La demente de Clementina no recordaba su propio nombre —que en los registros del hospicio constaba como Erzbet—, pero si sabía que había sido bailarina A veces dejaba atónitos a los demás pacientes al actuar con una delicadeza y expresividad que desmentía a su salvaje cabello enmarañado y un rostro de profundas arrugas. En otros momentos recitaba para sí una larga lista de nombres. Clementina no sabía qué significaba esa larga letanía de Erzbet y —como alguien dedicada a un culto que abjuraba del acto de arrebatarle la vida a cualquier ser inteligente— se habría sentido horrorizada si hubiese sabido que su paciente estaba recordando a aquellos que había asesinado.

La manutención de Erzbet en el hospicio era financiada por generosas donaciones. Una persona llamada Dieudonne, que jamás la había visitado, había dado orden al banco de Mandrágora para que enviara cien coronas anuales al hospicio mientras la bailarina permaneciese allí. Y también se interesaba por su caso una de las primeras familias de Altdorf. Quienquiera que hubiese sido Erzbet, contaba con algunos amigos influyentes. Clementina se preguntaba si no sería la hija loca de algún noble avergonzado, pero, por otro lado, su único visitante regular era, un anciano notablemente gordo y feo que olía a ginebra y claramente no era la idea que nadie podría tener de un destacado miembro de la alta sociedad. Para la hermana, quien seria en el futuro aquella mujer, tenía más importancia que quién había sido.

Ahora, incluso Clementina tenía que admitir que lo más probable era que Erzbet no sería nadie nunca más. A lo largo de los años se había retirado a su interior, y durante las horas que pasaba en el soleado patio del hospicio se quedaba mirando al vacío sin ver a las hermanas ni a los otros pacientes. No cosía ni dibujaba. No sabía o no quería leer y hacia más de un año que no bailaba. La mayoría de las sacerdotisas pensaban que el silencio de Erzbet era un signo de misericordiosa curación, pero la hermana Clementina sabía que no era así. Se hundía con rapidez. Ahora era una paciente cómoda —a diferencia de algunas de las frenéticas criaturas con las que tenía que tratar la orden—, pero se encontraba mas sumida en su propia oscuridad que cuando la llevaron al hospicio.

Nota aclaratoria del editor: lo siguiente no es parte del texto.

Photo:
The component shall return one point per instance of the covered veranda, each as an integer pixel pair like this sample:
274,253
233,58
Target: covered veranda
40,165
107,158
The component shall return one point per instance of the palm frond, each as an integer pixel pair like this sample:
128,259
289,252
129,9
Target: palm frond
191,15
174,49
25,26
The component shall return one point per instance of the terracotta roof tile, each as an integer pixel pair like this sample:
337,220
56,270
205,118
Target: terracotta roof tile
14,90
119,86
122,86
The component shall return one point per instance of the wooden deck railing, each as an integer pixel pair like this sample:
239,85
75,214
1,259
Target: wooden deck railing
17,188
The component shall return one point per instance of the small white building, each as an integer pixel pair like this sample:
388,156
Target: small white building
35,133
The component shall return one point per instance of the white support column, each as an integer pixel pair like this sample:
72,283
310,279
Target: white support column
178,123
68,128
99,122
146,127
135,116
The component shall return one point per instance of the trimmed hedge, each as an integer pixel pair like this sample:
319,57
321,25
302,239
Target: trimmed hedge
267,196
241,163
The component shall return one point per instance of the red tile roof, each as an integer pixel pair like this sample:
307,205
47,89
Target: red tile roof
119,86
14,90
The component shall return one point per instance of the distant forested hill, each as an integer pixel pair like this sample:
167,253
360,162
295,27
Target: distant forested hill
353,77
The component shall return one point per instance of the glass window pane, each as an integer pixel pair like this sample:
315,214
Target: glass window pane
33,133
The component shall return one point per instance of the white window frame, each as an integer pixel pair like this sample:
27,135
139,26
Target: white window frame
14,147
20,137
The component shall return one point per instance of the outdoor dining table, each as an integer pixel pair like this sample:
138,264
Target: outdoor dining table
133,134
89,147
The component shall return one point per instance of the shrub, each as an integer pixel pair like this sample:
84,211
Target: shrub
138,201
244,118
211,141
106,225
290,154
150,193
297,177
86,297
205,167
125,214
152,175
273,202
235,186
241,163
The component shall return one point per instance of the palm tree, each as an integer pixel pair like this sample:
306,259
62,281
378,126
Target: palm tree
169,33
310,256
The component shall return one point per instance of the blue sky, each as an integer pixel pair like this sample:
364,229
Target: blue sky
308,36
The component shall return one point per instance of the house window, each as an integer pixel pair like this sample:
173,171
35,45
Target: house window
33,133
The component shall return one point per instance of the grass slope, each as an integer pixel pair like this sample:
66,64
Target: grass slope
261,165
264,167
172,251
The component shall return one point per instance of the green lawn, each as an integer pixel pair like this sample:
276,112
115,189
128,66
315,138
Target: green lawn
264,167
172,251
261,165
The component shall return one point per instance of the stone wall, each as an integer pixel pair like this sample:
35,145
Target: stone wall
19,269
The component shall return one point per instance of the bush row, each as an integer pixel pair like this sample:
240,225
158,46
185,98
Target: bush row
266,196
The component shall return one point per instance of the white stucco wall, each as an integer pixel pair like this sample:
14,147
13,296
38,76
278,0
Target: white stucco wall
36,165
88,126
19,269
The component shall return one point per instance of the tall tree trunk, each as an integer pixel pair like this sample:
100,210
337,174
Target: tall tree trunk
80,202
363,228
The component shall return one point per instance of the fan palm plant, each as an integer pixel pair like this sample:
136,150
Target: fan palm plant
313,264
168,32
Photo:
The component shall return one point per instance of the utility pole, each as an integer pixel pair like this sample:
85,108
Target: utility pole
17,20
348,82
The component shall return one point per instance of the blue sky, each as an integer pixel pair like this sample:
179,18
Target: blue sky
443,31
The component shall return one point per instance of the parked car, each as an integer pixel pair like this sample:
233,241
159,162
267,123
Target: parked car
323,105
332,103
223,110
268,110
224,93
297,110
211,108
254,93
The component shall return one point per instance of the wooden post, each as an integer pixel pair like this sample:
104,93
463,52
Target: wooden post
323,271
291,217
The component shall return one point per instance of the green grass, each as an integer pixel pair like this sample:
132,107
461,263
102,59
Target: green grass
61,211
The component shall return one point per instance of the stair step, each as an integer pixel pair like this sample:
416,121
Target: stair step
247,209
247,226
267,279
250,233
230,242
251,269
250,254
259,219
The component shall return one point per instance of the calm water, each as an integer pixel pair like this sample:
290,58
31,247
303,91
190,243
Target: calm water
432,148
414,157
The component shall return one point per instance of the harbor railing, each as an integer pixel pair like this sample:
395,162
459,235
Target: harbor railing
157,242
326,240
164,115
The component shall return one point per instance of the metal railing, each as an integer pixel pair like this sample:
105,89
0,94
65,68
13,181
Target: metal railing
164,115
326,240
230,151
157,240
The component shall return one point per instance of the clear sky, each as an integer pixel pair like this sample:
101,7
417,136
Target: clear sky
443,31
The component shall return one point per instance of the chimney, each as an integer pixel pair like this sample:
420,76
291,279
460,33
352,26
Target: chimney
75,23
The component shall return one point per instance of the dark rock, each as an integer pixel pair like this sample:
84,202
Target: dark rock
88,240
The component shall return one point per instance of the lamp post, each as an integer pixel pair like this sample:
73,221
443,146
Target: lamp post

Los mas frenéticos —los que mordían, arañaban, pateaban, chillaban y se resistían— acaparaban toda la atención mientras que Erzbet permanecía sentada y quieta sin decir nada. La hermana Clementina intentaba llegar hasta ella y se preocupaba por pasar hasta una hora diaria hablándole. Formulaba preguntas que quedaban, sin respuesta, le hablaba a la mujer de sí misma y tocaba temas generales y, aunque nunca tuvo la impresión de que Erzbet la escuchara, sabía que tenía que intentarlo. A veces reconocía para sí que hablaba tanto para beneficio propio como de Erzbet, ya que las demás hermanas eran de una extracción muy diferente a la suya y demasiado a menudo se impacientaban con ella. Sentía una afinidad con aquella mujer trastornada y silenciosa.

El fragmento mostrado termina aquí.